Mahasiswa Fakultas Keguruan dan Ilmu Pendidikan (FKIP) Universitas Lambung Mangkurat Banjarmasin belajar berbagai hal terkait putusan Mahkamah Konstitusi (MK). Kedatangan 50 mahasiswa tersebut diterima oleh Peneliti MK Irfan Nur Rachman di aula Gedung MK, Senin (23/4) siang.
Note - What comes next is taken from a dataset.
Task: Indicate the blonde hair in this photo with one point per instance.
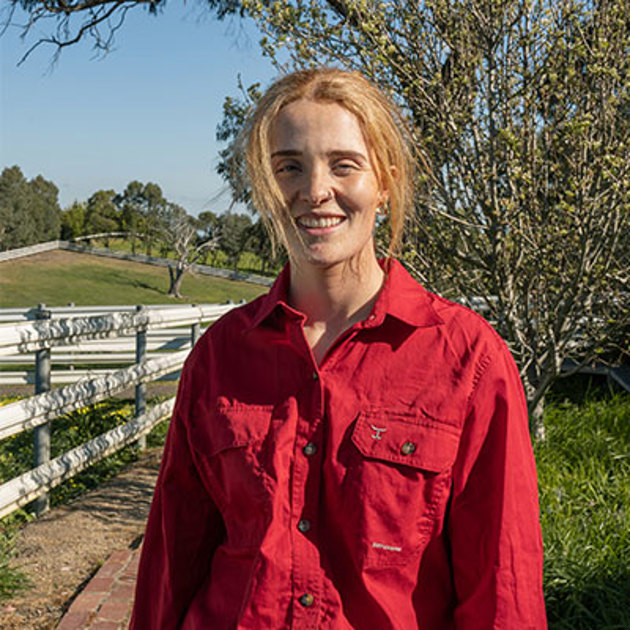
(380, 122)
Irfan memaparkan beberapa putusan penting MK. Misalnya, MK mengabulkan sebagian permohonan uji materi terhadap UU Perkawinan yang diajukan Machica Mochtar. MK memutuskan anak di luar perkawinan juga menjadi tanggung jawab bapaknya, bukan hanya ibunya. Alhasil, hak keperdataan Machica kembali pulih, yang meliputi hak tumbuh kembang, hak pendidikan, hak harta waris dan lainnya.
“Itulah kemudian putusan MK bisa menafsirkan norma, pasal dalam Undang-Undang Perkawinan yang bertentangan dengan Undang-Undang Dasar. Putusan MK pula bisa menghapuskan norma atau pasal dalam undang-undang yang lain,” ungkap Irfan.
Irfan mencontohkan, MK pernah membatalkan Pasal 268 ayat (3) Kitab Undang-Undang Hukum Acara Pidana (KUHAP) yang menyatakan narapidana atau terpidana hanya memiliki satu kali kesempatan melakukan Peninjauan Kembali (PK).
“Pasal tersebut kemudian dihapuskan oleh MK karena pasal itu dinilai melanggar asas peradilan. Karena boleh jadi novum atau bukti baru bisa ditemukan kapan saja, tidak bisa dibatasi oleh waktu. Misalkan seseorang melakukan PK tapi ditolak. Lalu ada bukti baru yang kalau dihadirkan dalam persidangan, boleh jadi si terpidana bebas. Sehingga menurut MK, ini terkait dengan asas keadilan dan bukan asas kepastian hukum,” papar Irfan.
Dikatakan Irfan, kalau asas kepastian hukum, jika perkara itu sudah inkracht atau putusannya sudah tetap, maka masalah kepastian hukum berhenti sampai di situ. Masalah keadilan tidak berhenti di situ. Karena masalah PK atau bukti baru termasuk asas keadilan. “Dengan demikian menurut Mahkamah Konstitusi, PK bisa diajukan lebih dari satu kali,” imbuh Irfan.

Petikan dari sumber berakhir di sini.